Carlton Tilley, a U.S. District Court judge, refused last Thursday to block the program, but the assignment remains controversial.

Monday's discussions were a great success, said UNC Provost Robert Shelton.

"What I wish is that some of the critics had an opportunity to sit in and see what a real academic exchange of ideas is," he said. "Nobody was converting anybody."

Earlier this week, UNC's Board of Governors failed to pass a resolution in support of academic freedom, prompting outrage among some university officials, including Shelton. The board supported the resolution 18-10, but failed to gain the two-thirds majority necessary for passage.

The board's Committee on Educational Planning, Policies and Programs met yesterday to draft a new resolution, which it will present to the full board at its next meeting Sept. 13.

The original resolution's failure was primarily due to procedural details rather than lack of support among board members, chair Bradley Wilson said.

"That vote was not a vote on the issue of academic freedom--it was a procedural vote," he said. With the committee's approval of the new resolution, Wilson added, "Today was the first substantive vote that the board has taken in a long time and it passed unanimously."

Wilson said he expects the resolution to pass unanimously in September.

Dudley Flood, a member of the committee that drafted the resolution, said there is "no question about its passage."

The misunderstanding about the Board of Governors' position on academic freedom serves as an example of how some say the controversy has been blown out of proportion.

"It's been one of the most overreported, overanalyzed and overstated controversies I've seen in a long, long time," Wilson said. "If we can't have an open and informed discussion of controversial issues at a university, just where can we do that?"

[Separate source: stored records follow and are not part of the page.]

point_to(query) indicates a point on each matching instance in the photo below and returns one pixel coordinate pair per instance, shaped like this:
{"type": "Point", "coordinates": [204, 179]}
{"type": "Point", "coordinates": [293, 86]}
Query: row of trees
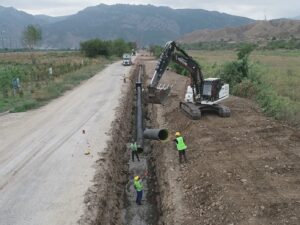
{"type": "Point", "coordinates": [97, 47]}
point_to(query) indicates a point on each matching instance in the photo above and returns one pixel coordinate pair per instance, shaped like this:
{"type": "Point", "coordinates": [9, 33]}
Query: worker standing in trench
{"type": "Point", "coordinates": [181, 146]}
{"type": "Point", "coordinates": [134, 151]}
{"type": "Point", "coordinates": [138, 186]}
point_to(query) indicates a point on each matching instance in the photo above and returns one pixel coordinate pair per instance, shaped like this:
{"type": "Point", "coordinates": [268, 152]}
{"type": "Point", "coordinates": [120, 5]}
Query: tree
{"type": "Point", "coordinates": [31, 36]}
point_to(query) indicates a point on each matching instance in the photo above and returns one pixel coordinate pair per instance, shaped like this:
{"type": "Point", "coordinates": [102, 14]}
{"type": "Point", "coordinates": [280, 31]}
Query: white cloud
{"type": "Point", "coordinates": [255, 9]}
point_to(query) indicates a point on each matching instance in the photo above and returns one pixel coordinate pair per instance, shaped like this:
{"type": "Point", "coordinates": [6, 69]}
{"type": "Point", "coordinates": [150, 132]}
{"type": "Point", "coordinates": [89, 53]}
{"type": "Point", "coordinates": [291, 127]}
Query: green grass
{"type": "Point", "coordinates": [70, 69]}
{"type": "Point", "coordinates": [278, 87]}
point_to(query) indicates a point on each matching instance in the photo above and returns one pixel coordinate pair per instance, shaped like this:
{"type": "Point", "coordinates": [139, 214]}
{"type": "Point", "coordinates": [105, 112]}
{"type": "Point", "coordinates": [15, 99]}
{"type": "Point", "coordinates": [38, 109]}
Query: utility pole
{"type": "Point", "coordinates": [2, 38]}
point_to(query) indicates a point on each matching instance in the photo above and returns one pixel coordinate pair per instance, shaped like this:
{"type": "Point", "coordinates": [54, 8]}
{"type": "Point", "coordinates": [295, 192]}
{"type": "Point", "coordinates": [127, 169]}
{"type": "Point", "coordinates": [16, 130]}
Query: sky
{"type": "Point", "coordinates": [254, 9]}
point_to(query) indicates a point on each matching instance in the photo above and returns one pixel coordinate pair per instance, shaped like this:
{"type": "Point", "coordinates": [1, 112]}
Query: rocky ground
{"type": "Point", "coordinates": [241, 170]}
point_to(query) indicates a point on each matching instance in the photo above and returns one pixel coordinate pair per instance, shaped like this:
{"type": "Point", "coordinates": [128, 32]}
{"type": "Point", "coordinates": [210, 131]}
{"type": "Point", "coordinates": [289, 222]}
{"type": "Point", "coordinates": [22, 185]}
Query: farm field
{"type": "Point", "coordinates": [29, 80]}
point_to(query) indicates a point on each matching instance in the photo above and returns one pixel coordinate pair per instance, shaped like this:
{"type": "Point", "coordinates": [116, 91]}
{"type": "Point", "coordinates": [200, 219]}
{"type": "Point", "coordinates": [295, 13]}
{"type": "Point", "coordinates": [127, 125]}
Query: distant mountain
{"type": "Point", "coordinates": [144, 24]}
{"type": "Point", "coordinates": [259, 31]}
{"type": "Point", "coordinates": [297, 18]}
{"type": "Point", "coordinates": [12, 24]}
{"type": "Point", "coordinates": [50, 19]}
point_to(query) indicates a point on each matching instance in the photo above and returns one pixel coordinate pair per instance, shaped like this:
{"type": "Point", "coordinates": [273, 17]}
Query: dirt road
{"type": "Point", "coordinates": [242, 170]}
{"type": "Point", "coordinates": [44, 171]}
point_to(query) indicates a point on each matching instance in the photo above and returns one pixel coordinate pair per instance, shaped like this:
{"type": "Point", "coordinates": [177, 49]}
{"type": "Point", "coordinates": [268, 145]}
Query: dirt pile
{"type": "Point", "coordinates": [241, 170]}
{"type": "Point", "coordinates": [105, 199]}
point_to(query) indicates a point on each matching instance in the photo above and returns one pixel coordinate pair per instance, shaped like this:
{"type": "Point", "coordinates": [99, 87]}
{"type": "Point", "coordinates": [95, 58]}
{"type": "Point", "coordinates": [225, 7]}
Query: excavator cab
{"type": "Point", "coordinates": [157, 95]}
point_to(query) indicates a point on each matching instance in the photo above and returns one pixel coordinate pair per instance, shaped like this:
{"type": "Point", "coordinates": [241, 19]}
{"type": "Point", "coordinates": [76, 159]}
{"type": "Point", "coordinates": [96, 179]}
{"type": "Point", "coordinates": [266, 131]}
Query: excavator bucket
{"type": "Point", "coordinates": [158, 95]}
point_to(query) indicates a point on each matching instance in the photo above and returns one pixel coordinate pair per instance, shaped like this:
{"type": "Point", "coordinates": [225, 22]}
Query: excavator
{"type": "Point", "coordinates": [202, 94]}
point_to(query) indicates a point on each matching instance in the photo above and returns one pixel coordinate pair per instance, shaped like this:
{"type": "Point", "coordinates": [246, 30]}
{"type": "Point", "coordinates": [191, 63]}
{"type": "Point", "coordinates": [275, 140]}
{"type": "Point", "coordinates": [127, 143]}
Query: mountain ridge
{"type": "Point", "coordinates": [260, 31]}
{"type": "Point", "coordinates": [144, 24]}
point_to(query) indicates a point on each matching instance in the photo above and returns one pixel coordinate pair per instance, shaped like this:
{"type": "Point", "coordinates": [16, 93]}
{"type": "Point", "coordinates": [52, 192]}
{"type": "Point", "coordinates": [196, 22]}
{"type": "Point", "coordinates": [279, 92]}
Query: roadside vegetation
{"type": "Point", "coordinates": [97, 47]}
{"type": "Point", "coordinates": [30, 79]}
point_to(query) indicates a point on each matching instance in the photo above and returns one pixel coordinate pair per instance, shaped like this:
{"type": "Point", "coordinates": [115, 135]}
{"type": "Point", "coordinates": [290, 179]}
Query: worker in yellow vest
{"type": "Point", "coordinates": [138, 186]}
{"type": "Point", "coordinates": [134, 150]}
{"type": "Point", "coordinates": [181, 146]}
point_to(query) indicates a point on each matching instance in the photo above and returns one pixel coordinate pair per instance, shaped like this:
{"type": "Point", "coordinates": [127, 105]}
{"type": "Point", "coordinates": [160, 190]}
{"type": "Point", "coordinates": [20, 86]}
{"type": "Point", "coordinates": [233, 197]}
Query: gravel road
{"type": "Point", "coordinates": [44, 171]}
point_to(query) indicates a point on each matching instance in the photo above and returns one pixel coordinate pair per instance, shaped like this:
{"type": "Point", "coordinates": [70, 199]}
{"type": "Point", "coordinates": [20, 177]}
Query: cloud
{"type": "Point", "coordinates": [255, 9]}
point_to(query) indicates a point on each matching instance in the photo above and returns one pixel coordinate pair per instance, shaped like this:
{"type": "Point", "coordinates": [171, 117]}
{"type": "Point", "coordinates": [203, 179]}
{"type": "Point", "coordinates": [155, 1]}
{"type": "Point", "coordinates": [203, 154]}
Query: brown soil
{"type": "Point", "coordinates": [241, 170]}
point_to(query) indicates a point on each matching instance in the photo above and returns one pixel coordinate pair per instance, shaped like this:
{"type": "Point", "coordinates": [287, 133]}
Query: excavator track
{"type": "Point", "coordinates": [223, 111]}
{"type": "Point", "coordinates": [194, 111]}
{"type": "Point", "coordinates": [191, 110]}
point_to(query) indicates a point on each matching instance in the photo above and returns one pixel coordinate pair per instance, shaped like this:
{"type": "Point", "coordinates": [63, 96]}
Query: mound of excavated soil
{"type": "Point", "coordinates": [241, 170]}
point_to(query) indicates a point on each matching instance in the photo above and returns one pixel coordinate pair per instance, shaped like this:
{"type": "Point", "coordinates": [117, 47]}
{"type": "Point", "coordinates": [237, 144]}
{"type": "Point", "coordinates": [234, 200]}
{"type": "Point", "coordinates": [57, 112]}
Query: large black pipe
{"type": "Point", "coordinates": [152, 134]}
{"type": "Point", "coordinates": [139, 109]}
{"type": "Point", "coordinates": [156, 134]}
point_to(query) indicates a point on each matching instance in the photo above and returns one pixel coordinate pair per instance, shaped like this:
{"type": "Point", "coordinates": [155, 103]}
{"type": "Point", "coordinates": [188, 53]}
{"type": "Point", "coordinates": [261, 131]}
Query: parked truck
{"type": "Point", "coordinates": [126, 59]}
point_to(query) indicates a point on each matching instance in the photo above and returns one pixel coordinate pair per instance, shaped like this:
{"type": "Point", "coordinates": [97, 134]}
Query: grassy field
{"type": "Point", "coordinates": [37, 84]}
{"type": "Point", "coordinates": [279, 70]}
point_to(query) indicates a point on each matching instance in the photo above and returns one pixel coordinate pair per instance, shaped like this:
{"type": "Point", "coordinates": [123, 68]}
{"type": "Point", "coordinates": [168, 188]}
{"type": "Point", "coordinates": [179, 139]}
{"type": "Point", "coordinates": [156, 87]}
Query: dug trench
{"type": "Point", "coordinates": [111, 200]}
{"type": "Point", "coordinates": [242, 170]}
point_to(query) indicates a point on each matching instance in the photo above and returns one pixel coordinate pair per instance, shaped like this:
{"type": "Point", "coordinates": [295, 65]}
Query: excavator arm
{"type": "Point", "coordinates": [206, 93]}
{"type": "Point", "coordinates": [174, 53]}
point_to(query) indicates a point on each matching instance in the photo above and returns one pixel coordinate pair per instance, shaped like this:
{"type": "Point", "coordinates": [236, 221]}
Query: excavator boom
{"type": "Point", "coordinates": [205, 92]}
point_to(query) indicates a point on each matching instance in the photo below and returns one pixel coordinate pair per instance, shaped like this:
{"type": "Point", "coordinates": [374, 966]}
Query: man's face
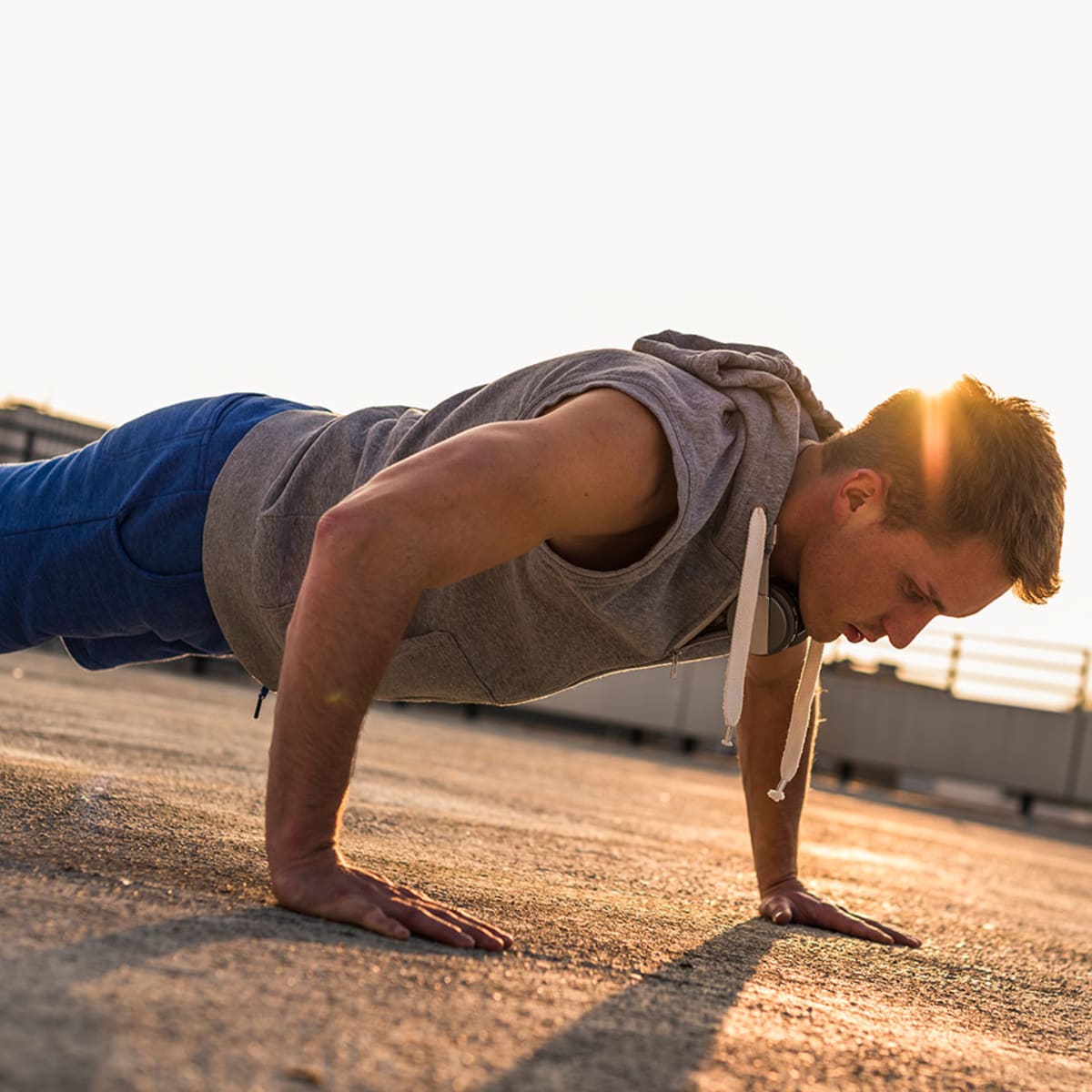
{"type": "Point", "coordinates": [862, 580]}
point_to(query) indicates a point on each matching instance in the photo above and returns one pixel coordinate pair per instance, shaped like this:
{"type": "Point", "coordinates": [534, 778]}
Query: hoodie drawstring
{"type": "Point", "coordinates": [743, 627]}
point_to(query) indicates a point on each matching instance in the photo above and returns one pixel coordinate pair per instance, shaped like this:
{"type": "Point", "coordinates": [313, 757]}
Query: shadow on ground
{"type": "Point", "coordinates": [654, 1035]}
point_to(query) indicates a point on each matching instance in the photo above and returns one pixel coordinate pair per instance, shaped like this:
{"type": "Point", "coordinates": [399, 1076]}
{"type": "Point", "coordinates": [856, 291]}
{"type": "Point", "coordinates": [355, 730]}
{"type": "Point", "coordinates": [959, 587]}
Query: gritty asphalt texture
{"type": "Point", "coordinates": [140, 947]}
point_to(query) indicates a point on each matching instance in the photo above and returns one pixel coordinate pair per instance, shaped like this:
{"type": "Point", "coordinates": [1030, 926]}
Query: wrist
{"type": "Point", "coordinates": [779, 885]}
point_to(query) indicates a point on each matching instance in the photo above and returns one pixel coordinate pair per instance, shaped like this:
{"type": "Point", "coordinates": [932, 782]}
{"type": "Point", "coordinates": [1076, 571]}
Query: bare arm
{"type": "Point", "coordinates": [774, 828]}
{"type": "Point", "coordinates": [598, 465]}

The UNC administration echoed that concern. "I don't see a serious threat to academic freedom," Shelton said. "The people of this state have a whole range of political views, some of them pretty far to the right. If you look over the history, this state has supported public higher education." He added the debate is an opportunity to show the public how universities exchange ideas.

UNC students also expressed surprise that their summer reading assignment has caused so much controversy.

Dan Schneider, a freshman from Charlotte, attended a discussion session Monday led by Chancellor James Moeser. He said he enjoyed the discussion, but found the idea of the book being controversial ridiculous.

"We're all here for the pursuit of knowledge," he said. "We weren't worshipping the book or anything."

Chuck Stone, a journalism professor at UNC who did not lead a discussion, took a similar view and called the issue a "built-up nothing."

"The students I talked to sort of shrugged their shoulders," he said. "It wasn't any great intellectual excitement."

But Stone did express concern over the reaction of the state legislature. He faulted UNC for failing to effectively communicate the program's aims to the lawmakers.

"We just didn't do a better job of trying to engage in a real dialogue," he said. "It was like two ships passing in the night."

Stone's colleague Harry Watson, a history professor who led a discussion Monday and was on the committee that selected the book, also expressed displeasure with the state's decision. He said, however, that he is confident the Senate will not support the amendment, which denies funding "unless all other known religions are offered in an equal or incremental way."

"I couldn't talk about the first Thanksgiving without including the religion of Australian aborigines in that same lecture," Watson said. "That's just crazy."